Salesforce said the initial conversion rate is 3.7628 shares of stock per $1,000 of notes, or approximately $265.76 per share. Only certain specified events allow the notes to be convertible before Jan. 1, 2018, but afterwards they'll be convertible any time until they mature. Upon conversion, the notes will be settled in cash and shares of salesforce.com stock.
In connection with the offering, Salesforce entered into privately negotiated convertible-note hedge transactions with at least one of the initial purchasers while also entering into privately negotiated warrant transactions with hedge counterparties.
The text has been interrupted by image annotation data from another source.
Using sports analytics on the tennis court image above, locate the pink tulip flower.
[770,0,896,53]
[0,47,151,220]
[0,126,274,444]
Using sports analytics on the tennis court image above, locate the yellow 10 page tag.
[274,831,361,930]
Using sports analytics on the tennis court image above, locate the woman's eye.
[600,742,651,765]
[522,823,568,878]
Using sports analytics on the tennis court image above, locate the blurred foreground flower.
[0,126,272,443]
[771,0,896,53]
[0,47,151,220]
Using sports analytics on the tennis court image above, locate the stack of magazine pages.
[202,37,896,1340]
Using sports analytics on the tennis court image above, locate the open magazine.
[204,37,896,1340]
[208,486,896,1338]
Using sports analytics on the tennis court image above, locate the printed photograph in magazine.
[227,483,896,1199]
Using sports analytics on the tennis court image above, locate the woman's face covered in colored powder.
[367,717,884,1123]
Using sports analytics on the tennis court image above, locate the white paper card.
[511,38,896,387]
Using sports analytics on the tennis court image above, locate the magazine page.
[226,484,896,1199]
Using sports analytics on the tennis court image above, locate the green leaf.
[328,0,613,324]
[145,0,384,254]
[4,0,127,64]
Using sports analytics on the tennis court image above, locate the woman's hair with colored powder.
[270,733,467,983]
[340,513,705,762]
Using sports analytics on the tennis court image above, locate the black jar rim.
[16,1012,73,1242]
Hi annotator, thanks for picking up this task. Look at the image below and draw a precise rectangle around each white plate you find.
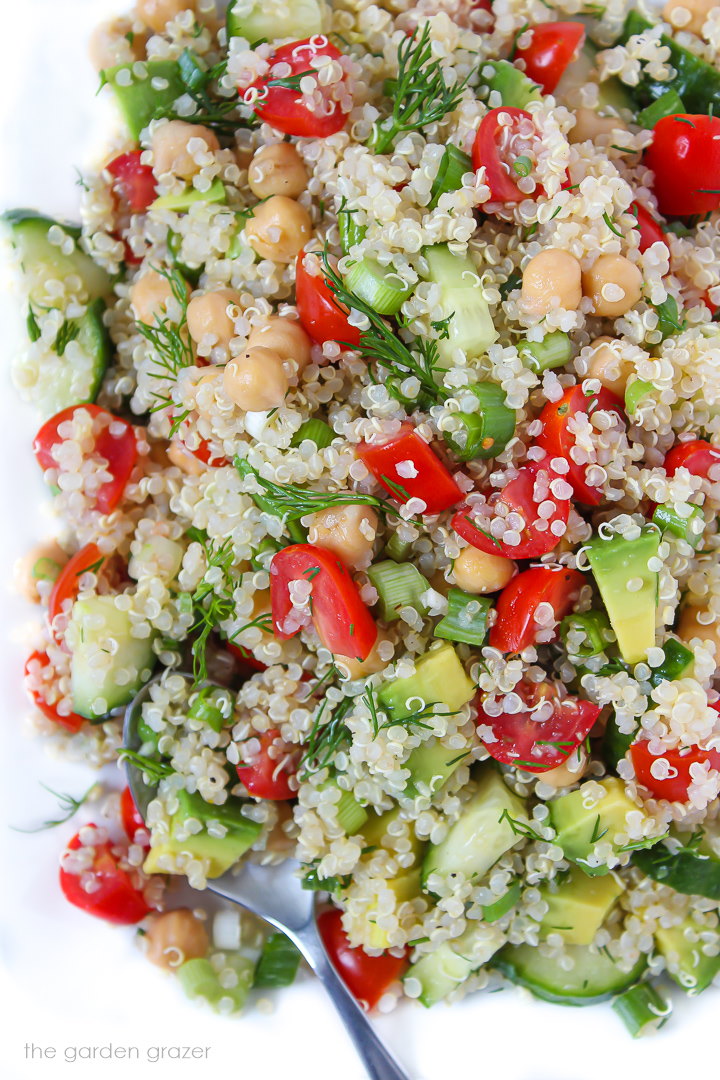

The strike price of the warrant transactions will initially be approximately $361.58 per share, which is 200% of the closing price of salesforce.com's stock on March 12. As a whole, the convertible-note hedge transactions and the warrant transactions are expected to reduce the potential dilution to salesforce.com's stock when the notes convert.
The hedge counterparties, however, may enter into derivative transactions that could have an impact on Salesforce's stock price, and they'll be able to unwind their positions, which may adversely affect the value of the stock and the trading price of the notes.
Salesforce.com also granted the initial purchasers of the notes an option to purchase up to an additional $150 million aggregate principal amount of the notes to cover overallotments. It expects to use a portion of the proceeds for the cost of the convertible note hedge transactions and for general corporate purposes.